Let’s start with a quick overview of the confusion matrix. The confusion matrix is a table that is often used to describe the performance of a classification model. It summarizes the results of predictions made by the model, comparing them to the actual outcomes. Let’s consider a simple example of a binary classification problem, where we have two classes: positive (1) and negative (0).
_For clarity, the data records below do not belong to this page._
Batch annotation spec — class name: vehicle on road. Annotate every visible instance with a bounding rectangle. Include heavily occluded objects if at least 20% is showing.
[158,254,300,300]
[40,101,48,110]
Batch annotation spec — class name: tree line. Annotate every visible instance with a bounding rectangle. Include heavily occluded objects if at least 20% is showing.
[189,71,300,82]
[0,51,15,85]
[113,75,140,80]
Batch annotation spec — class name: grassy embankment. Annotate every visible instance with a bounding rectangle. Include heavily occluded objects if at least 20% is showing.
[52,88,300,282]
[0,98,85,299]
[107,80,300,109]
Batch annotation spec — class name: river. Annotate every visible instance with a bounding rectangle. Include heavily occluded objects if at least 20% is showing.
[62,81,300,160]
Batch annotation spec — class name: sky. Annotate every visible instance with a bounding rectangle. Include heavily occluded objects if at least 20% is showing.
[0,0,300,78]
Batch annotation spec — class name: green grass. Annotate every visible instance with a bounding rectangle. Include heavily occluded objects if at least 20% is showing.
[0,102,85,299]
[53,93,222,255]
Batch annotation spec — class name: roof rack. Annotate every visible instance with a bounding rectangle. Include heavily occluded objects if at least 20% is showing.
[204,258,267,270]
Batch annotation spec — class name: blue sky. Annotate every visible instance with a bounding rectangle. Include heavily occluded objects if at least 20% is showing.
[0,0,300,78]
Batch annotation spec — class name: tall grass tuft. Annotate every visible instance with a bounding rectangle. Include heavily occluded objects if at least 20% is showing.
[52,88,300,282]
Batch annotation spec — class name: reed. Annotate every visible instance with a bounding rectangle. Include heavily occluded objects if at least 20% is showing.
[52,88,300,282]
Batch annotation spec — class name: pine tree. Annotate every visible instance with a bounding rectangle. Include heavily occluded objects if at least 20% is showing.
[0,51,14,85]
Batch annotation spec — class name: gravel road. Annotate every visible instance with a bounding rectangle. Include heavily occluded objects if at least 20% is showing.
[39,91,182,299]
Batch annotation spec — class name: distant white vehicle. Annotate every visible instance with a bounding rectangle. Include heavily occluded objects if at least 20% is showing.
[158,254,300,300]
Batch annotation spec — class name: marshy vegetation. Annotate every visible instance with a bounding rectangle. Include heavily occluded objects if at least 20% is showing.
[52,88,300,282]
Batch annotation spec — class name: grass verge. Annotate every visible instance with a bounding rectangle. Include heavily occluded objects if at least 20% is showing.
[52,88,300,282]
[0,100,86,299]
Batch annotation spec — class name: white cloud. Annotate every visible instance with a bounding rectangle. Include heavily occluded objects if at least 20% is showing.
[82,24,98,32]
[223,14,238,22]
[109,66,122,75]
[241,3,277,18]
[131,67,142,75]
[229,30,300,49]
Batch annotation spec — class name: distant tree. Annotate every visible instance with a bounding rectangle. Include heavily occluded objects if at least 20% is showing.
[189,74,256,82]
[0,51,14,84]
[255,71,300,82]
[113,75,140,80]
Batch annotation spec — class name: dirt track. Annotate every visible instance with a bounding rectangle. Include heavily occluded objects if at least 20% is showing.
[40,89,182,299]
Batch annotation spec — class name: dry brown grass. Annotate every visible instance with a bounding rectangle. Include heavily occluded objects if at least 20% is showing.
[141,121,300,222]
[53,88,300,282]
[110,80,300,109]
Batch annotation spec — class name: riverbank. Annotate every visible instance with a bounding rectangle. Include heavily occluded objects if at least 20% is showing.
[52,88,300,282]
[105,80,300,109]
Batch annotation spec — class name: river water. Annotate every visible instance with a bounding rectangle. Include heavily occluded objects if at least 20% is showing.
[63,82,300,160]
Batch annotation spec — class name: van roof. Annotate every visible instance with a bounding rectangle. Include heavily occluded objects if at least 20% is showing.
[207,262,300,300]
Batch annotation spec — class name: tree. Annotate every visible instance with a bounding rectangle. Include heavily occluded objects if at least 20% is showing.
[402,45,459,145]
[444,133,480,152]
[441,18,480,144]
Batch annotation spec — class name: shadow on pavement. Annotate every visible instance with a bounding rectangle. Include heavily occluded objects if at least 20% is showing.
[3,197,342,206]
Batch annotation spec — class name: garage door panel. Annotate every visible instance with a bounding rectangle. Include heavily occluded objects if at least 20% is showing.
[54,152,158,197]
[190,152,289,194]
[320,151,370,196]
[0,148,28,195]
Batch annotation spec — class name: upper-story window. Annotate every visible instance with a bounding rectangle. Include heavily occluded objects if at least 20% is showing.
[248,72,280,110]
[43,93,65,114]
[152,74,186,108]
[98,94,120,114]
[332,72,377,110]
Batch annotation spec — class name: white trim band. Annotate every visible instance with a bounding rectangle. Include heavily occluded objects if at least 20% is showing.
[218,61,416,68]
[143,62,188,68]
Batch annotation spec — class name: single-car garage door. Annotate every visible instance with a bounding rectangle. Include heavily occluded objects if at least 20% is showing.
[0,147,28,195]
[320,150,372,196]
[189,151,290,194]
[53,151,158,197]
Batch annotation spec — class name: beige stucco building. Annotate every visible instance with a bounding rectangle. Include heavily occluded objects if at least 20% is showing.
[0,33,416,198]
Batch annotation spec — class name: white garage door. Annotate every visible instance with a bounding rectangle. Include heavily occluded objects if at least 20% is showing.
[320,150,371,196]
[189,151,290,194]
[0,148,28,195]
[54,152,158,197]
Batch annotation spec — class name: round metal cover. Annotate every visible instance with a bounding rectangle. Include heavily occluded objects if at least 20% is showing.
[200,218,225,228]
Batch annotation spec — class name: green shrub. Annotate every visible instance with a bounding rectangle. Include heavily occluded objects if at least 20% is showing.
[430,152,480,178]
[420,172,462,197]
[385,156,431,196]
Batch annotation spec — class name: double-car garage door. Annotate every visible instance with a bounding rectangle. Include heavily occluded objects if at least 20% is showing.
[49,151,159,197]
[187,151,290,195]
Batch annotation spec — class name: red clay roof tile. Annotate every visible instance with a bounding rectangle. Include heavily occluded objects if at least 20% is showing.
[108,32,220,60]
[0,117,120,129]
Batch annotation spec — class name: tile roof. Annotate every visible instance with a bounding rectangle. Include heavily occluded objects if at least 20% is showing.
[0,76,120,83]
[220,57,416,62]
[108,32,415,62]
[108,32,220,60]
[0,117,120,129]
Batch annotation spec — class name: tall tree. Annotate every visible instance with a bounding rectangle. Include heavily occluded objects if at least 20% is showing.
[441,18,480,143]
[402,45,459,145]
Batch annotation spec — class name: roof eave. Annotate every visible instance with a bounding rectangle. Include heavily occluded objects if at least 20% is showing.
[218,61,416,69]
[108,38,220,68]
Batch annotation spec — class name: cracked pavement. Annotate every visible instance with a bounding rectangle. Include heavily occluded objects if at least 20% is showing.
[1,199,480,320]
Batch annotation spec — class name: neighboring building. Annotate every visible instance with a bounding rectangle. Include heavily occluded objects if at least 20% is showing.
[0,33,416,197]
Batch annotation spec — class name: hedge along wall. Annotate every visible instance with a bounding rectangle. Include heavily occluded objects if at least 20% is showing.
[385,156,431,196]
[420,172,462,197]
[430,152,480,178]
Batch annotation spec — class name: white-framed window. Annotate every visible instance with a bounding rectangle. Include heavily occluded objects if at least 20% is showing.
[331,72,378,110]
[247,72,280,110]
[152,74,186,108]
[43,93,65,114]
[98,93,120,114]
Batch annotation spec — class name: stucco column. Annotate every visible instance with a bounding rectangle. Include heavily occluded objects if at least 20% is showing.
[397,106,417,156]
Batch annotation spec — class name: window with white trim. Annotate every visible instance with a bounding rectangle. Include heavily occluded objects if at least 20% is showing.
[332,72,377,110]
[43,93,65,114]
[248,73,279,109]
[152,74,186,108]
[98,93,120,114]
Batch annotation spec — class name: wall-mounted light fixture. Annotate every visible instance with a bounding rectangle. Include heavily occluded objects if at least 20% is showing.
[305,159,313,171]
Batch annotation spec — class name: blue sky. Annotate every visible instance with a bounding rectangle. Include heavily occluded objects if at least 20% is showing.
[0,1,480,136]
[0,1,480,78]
The confusion matrix for this problem may look like this:
Predicted Positive (1) | Predicted Negative (0) | |
---|---|---|
Actual Positive (1) | True Positive (TP) | False Negative (FN) |
Actual Negative (0) | False Positive (FP) | True Negative (TN) |
To measure the performance of the model, we can calculate several metrics based on the confusion matrix:
Accuracy: The proportion of correct predictions (both true positives and true negatives) out of the total predictions.
\(Accuracy = \frac{TP + TN}{TP + TN + FP + FN}\)
Precision: The proportion of true positive predictions out of all positive predictions made by the model.
\(Precision = \frac{TP}{TP + FP} = P(\text{Actually Positive | Predicted as Positive})\)
For instance, if the precision of a model is 0.8, it means that 80% of the instances predicted as positive are actually positive.
Recall (Sensitivity): The proportion of true positive predictions out of all actual positive instances.
\(Recall = \frac{TP}{TP + FN} = P(\text{Predicted as Positive | Actually Positive})\)
For instance, if the recall of a model is 0.9, it means that 90% of the actual positive instances are correctly predicted as positive. I may see it as “coverage” of the model, in a sense that it can correctly predict 90% of the actual positive instances.
F1 Score: The harmonic mean of precision and recall, which balances the two metrics.
\(\frac{1}{F1} = \frac{(1/Precision) + (1/Recall)}{2}\)
Specificity: The proportion of true negative predictions out of all actual negative instances.
\(Specificity = \frac{TN}{TN + FP} = P(\text{Predicted as Negative | Actually Negative})\)
For instance, if the specificity of a model is 0.85, it means that 85% of the actual negative instances are correctly predicted as negative.